It will be quite the celebration!

Come July 4 there will be a new centenarian in town: Post 291 of the American Legion.

In its 100-year existence, the 8,000-member, Balboa Peninsula-based Legion has grown from an energetic, proud and patriotic group of 30 WWI veterans to its current membership of more than 4,200 vets.

According to American Legion Post Commander Evin Plant, the Newport Beach Legion is the second largest in the nation.

Included in that number are 34 service members from WWII (1941-45); 260 from the Korean War (1950-53); and 2,437 from the undeclared Vietnam war (1955-75). Like the Legion post, several of the current members also have reached the century mark.

The post’s remaining members comprise the Sons of American Legion (including daughters and spouses), the American Legion Auxiliary, and the American Legion Yacht Club.

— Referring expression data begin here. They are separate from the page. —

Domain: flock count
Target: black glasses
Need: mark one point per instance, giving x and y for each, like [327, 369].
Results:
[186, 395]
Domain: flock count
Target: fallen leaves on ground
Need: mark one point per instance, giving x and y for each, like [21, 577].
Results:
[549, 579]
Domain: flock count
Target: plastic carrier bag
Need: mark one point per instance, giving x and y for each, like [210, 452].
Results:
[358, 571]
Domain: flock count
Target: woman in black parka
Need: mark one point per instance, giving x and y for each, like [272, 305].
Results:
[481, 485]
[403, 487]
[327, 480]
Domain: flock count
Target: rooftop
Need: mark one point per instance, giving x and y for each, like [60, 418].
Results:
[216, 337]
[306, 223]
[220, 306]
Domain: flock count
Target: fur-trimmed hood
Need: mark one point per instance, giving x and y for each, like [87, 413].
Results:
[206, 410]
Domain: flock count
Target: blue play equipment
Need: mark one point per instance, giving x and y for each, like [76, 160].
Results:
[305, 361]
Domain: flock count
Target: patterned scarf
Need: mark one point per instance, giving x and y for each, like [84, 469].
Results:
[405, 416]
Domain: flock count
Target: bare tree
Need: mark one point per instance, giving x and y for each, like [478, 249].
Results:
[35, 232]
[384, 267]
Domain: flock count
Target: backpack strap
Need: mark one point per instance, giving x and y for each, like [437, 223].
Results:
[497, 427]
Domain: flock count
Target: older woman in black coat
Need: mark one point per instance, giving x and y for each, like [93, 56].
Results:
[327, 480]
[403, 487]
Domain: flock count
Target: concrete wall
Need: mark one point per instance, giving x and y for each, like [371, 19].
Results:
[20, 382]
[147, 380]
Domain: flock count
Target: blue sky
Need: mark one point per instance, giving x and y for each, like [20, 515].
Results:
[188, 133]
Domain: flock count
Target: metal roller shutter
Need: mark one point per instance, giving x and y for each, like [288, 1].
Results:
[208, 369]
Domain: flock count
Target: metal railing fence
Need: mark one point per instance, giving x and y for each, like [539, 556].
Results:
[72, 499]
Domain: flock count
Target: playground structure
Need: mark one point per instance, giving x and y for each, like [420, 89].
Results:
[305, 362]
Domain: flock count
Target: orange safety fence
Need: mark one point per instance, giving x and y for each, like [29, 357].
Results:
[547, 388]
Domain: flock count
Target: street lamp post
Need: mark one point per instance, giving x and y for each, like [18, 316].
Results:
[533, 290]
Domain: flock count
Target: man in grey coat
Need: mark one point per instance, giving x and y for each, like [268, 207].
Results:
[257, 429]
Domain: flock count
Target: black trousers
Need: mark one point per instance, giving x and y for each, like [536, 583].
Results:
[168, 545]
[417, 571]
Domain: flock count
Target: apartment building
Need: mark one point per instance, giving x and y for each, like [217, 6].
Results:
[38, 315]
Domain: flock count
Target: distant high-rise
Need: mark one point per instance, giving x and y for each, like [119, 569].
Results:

The American Legion is far more than a group of service members getting together over “brewskies” to rehash and re-embellish memories of wartime adventure (many never saw combat, but all nonetheless served in invaluable assignments). It is a charitable organization providing support in three general areas: Veterans, Community and Youth.

Aerial view of the American Legion Post 291. Photo courtesy of American Legion Post 291

Under the “Veterans” label, the Post supports 10 different groups or activities, including the Long Beach Veteran’s Hospital, Operation Comfort Warriors, Socks for Heroes, Mental Health Association of Orange County, the Scan Van Ride (a Vets’ Bike Ride), American Spartan (a service to disabled veterans), Homes for our Troops, Orange County Air Force Family Readiness, 5th Marines Combat Golf Tournament, and the Injured Marine Semper Fi Fund.

The Community component supports the Bob Hope USO Center, Newport Beach Police Association, Firemen and Lifeguard Recognition, Patriot Paws (Service Dogs) and HOAG Hospital City Charity Shoot.

The Youth category gives to Boys State, Boy Scouts of Orange County, CHOC Follies (Children’s Hospital), Special Olympics, the Youth Patriotic Singing Group, and several others.

In all, the Post donates nearly $318,000 annually to individuals and veterans’ organizations. Likewise, the Auxiliaries raise impressive donations.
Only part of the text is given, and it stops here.